Mir

Intermittent hang in ClientPidTestFixture.authorizer_may_prevent_connection_of_clients test

Bug #1201436 reported by Alexandros Frantzis
28
This bug affects 3 people
Affects Status Importance Assigned to Milestone
Mir
Fix Released
High
Alexandros Frantzis
mir (Ubuntu)
High
Alexandros Frantzis

Bug Description

I noticed some Intermittent hangs in the ClientPidTestFixture.authorizer_may_prevent_connection_of_clients tests. They are present on both Android and the desktop, although they are much more easily reproducible on an Android device.
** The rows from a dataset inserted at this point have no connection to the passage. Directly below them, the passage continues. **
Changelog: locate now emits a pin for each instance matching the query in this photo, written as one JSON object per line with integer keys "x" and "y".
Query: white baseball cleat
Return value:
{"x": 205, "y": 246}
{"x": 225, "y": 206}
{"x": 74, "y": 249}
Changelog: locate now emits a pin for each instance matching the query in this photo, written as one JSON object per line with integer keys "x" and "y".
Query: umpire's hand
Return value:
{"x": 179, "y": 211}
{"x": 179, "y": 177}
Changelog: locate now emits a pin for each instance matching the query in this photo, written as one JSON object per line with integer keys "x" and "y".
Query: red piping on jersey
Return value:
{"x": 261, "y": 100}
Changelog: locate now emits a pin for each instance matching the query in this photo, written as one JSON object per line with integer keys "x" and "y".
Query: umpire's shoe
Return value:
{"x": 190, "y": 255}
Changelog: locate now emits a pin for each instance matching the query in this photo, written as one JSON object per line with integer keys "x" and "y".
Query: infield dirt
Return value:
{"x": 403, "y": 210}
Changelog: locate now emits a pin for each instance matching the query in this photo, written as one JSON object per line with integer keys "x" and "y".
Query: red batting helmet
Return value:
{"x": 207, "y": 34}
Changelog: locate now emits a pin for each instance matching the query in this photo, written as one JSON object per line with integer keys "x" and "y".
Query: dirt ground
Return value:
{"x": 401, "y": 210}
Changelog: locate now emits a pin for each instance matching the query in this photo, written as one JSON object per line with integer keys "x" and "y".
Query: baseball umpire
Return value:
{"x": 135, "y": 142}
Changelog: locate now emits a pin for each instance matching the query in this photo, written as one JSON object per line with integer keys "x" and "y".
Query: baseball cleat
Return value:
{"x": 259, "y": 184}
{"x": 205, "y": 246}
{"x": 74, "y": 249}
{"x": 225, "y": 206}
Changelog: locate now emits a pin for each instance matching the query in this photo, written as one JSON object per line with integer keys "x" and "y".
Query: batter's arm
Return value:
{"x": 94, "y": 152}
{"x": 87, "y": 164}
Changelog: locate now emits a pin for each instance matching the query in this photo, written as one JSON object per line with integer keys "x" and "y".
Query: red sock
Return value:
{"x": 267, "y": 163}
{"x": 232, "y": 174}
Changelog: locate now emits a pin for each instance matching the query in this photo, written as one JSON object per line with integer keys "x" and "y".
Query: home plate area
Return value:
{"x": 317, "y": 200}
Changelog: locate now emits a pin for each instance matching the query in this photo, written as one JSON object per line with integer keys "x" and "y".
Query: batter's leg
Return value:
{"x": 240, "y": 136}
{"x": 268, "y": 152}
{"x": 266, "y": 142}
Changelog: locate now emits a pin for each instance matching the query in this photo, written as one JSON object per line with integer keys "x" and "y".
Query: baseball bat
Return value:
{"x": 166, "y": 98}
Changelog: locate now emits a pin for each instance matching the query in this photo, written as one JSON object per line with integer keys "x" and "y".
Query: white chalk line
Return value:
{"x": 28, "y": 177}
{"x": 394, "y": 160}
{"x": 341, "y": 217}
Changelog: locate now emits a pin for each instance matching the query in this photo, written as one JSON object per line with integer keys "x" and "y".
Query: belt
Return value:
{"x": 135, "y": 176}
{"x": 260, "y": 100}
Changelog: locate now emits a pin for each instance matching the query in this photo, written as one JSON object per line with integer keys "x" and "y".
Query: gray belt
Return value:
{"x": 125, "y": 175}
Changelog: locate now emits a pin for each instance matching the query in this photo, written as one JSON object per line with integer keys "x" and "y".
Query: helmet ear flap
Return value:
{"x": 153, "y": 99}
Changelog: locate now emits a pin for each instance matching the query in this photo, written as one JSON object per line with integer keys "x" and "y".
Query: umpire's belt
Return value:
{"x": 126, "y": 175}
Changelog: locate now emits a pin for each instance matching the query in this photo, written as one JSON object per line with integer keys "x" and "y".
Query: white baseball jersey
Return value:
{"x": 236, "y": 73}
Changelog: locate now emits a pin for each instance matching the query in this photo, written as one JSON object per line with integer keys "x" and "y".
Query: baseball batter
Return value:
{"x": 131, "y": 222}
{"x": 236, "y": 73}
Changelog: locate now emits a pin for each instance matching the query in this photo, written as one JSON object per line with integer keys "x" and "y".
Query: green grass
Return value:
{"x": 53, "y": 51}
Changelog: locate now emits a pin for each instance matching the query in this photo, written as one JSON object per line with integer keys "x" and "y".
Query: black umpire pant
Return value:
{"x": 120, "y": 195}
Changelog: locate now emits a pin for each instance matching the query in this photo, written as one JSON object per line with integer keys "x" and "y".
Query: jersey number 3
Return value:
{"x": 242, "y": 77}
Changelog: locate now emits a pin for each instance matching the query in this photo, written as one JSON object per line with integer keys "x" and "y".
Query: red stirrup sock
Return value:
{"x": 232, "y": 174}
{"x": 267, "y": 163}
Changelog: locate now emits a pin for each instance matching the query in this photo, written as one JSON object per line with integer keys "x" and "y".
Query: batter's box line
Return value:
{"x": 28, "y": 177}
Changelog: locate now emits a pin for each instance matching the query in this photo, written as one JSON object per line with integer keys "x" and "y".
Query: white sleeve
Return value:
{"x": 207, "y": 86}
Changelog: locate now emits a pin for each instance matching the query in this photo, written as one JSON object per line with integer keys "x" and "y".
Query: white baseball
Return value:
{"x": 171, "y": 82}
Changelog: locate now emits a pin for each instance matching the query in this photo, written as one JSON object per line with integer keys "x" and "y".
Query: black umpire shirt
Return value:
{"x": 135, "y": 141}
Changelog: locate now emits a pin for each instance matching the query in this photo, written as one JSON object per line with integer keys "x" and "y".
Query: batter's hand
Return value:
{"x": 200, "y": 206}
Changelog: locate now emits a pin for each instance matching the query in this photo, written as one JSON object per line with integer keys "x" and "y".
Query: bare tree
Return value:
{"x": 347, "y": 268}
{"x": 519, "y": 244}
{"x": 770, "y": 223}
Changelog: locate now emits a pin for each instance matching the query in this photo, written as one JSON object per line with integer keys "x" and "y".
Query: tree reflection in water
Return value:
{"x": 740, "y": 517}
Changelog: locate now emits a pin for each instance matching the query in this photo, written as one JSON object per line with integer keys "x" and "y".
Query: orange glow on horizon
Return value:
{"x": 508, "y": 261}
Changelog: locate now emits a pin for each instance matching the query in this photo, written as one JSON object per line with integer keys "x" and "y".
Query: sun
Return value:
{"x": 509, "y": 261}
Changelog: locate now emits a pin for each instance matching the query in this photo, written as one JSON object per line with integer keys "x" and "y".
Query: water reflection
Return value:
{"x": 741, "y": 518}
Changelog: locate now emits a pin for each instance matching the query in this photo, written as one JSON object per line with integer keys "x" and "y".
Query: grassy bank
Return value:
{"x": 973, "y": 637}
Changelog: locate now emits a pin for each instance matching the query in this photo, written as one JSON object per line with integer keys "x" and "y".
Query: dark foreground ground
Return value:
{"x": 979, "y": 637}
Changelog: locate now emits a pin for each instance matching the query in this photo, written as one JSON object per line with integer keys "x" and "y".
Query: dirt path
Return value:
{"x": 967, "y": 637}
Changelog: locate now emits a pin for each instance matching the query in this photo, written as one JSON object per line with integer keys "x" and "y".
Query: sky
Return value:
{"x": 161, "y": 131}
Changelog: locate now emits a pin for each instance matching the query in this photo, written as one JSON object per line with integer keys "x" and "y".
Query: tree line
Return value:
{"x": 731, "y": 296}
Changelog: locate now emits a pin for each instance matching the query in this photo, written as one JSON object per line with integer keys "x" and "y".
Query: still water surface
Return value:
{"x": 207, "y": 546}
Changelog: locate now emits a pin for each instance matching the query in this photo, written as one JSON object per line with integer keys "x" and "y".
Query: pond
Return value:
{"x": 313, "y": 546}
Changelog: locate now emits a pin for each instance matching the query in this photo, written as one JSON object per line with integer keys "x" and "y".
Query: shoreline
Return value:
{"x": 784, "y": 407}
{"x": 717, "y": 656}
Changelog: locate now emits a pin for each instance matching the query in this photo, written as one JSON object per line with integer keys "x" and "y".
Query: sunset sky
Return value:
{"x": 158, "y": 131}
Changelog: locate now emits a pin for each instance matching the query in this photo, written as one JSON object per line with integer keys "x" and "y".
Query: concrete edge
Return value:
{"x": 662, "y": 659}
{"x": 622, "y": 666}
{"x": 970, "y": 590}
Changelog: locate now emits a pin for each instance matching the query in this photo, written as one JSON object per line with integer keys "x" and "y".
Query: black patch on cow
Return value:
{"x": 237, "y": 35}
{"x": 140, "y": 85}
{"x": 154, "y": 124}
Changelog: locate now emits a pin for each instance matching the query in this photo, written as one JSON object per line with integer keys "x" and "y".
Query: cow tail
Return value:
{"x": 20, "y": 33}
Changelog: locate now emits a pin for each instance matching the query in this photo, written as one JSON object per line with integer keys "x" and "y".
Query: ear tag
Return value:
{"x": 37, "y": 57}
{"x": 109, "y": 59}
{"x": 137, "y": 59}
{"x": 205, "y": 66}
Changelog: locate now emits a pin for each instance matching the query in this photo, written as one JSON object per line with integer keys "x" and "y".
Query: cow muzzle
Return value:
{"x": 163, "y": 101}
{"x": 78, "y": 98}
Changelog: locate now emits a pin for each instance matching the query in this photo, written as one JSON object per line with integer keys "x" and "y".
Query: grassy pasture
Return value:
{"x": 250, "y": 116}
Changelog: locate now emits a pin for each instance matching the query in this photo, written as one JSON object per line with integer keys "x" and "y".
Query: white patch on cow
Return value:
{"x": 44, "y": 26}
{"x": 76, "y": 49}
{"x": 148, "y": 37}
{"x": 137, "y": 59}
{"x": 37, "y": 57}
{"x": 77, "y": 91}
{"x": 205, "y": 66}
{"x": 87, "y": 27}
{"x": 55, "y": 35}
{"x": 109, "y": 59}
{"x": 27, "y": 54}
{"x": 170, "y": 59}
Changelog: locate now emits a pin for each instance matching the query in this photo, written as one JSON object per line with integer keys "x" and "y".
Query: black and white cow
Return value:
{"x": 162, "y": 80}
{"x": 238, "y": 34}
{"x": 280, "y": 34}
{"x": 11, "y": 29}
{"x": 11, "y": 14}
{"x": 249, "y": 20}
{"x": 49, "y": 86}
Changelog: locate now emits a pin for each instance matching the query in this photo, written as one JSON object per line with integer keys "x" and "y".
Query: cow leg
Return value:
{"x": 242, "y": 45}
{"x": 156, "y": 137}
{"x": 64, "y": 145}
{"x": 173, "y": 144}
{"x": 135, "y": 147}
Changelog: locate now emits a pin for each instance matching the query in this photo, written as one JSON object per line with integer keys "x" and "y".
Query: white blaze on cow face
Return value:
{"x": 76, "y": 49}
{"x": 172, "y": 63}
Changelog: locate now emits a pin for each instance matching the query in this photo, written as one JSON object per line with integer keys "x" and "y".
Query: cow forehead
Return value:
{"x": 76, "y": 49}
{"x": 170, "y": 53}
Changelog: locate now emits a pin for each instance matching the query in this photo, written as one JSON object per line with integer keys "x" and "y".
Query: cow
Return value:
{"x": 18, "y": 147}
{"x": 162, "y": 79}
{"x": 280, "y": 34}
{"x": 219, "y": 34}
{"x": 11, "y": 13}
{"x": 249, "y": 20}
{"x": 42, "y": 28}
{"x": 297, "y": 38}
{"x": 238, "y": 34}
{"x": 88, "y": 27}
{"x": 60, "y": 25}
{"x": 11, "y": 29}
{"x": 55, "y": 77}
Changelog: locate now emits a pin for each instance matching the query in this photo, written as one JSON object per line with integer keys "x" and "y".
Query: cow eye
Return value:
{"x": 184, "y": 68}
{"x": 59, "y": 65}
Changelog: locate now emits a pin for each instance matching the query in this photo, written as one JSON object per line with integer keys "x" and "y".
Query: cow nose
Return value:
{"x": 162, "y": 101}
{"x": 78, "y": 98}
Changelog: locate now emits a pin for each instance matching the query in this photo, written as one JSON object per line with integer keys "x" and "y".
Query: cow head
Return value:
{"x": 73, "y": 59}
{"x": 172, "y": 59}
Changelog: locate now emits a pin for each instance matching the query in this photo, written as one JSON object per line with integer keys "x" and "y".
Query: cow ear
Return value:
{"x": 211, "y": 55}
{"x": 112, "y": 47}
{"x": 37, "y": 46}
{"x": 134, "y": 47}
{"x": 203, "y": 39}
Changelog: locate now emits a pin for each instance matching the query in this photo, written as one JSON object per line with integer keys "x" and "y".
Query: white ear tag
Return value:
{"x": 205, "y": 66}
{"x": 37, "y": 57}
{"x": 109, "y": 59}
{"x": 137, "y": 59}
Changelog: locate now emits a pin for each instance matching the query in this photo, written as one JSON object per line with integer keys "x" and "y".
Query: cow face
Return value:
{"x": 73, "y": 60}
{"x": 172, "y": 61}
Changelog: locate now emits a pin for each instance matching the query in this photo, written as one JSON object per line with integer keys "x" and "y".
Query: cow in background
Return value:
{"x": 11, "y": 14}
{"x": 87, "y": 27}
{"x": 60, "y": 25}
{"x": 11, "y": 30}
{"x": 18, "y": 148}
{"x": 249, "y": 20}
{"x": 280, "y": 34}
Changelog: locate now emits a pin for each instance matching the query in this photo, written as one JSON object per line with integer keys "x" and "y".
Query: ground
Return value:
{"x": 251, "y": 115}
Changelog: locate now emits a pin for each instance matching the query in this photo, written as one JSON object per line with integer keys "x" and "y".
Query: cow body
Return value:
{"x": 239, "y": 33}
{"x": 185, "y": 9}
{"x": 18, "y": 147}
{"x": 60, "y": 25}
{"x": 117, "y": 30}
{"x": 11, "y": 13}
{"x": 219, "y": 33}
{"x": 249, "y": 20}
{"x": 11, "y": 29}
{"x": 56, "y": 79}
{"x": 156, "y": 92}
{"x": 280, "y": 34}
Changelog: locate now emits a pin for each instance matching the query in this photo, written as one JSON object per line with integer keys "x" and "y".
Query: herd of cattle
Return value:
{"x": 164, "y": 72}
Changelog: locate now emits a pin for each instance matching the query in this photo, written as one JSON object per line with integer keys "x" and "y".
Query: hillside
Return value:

Run each test with --gtest_repeat=N to catch this (and even then may need multiple runs).

Related branches

Revision history for this message
kevin gunn (kgunn72) wrote :

this should be fixed for 13.10

Changed in mir:
importance: Undecided → High
importance: High → Critical
status: New → Triaged
Revision history for this message
Robert Carr (robertcarr) wrote :

I'll investigate!

Changed in mir:
assignee: nobody → Robert Carr (robertcarr)
Revision history for this message
Robert Carr (robertcarr) wrote :

I bet the solution to this is contained in client-focus-notifications. Let's see though.

Changed in mir:
importance: Critical → High
Revision history for this message
Alan Griffiths (alan-griffiths) wrote :

Problem analysis:

In mir_default_connect() we call connection->connect() which sets up a callback to connection::connected() (and then to the client callback).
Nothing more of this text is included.